Para Clarice Lispector, un momento será suficiente para toda la narración. Y tu tarea será, precisamente, narrar esos “momentos que no se narran”, resaltar los “momentos que no cuentan” y que solemos perder, porque suceden con la guardia baja. – Sin embargo, sólo ellos son significativos, pues revelan lo más profundo de nosotros, nuestro “tamaño final”. Su objetivo será (aplicando su propia imagen reveladora) captar, en un destello lúcido, todo el sentido de la vida, "con ese anhelo de pez con la boca abierta que tiene el que se ahoga antes de morir".

Sin embargo, si tu aspiración es detener el momento, ¿cómo no negar su fugacidad? Porque si lo que define al instante es ser efímero, al fijarlo estamos negando su verdad esencial, transformándolo en un eco, una resonancia de sentido, como “el dolor (que) queda en la carne cuando la abeja ya está lejos” . Si nuestra percepción del mundo está siempre rezagada en relación con el constante devenir, ¿cómo podemos aprehender el instante, esta especie de embarazo del presente, si lo que acabamos de aprehender ya ha sido proyectado en el pasado, “como cuando un reloj deja de hacer tic-tac y solo entonces nos avisa que antes tocaba”?

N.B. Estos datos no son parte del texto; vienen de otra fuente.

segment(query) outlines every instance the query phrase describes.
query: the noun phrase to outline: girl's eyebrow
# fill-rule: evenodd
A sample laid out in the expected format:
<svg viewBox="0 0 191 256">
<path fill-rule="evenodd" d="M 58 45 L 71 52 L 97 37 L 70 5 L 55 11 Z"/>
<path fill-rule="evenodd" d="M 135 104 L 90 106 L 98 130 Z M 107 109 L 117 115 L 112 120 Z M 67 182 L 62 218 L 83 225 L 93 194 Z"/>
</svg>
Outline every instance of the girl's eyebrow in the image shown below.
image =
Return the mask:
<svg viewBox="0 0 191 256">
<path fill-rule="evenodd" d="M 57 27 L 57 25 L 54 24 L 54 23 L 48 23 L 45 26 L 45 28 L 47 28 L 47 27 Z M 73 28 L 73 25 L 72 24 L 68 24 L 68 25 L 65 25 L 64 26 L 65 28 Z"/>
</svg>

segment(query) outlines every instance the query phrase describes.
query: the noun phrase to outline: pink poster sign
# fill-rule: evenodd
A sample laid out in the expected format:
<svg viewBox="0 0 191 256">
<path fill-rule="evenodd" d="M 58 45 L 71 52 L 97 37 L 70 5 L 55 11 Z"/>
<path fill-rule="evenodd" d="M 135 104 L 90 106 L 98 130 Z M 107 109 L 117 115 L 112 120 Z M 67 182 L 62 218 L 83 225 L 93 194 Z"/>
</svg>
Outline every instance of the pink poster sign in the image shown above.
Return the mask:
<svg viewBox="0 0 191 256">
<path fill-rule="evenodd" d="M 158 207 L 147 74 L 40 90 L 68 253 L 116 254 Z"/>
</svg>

¿Cómo fijar el instante, si desde el momento en que sorprendemos la realidad ya no es la realidad que buscábamos, sino su propia negación? “Por ejemplo, un pajarito estaba cantando. Pero desde el momento en que Martim intentó hacerlo realidad, el pajarito dejó de ser un símbolo y de repente dejó de ser lo que se podría llamar un pajarito”. ¿Cómo aprehender la realidad, si el mismo acto de aprehensión destruye mágicamente el objeto percibido, despojándolo de toda su riqueza diferenciadora? “Como quien no pudiera beber agua del río sino llenándose el hueco de las manos – pero ya no sería el agua silenciosa del río, no sería su movimiento frígido, ni la avidez delicada con que el agua tortura piedras (...) Sería el cóncavo de sus propias manos.”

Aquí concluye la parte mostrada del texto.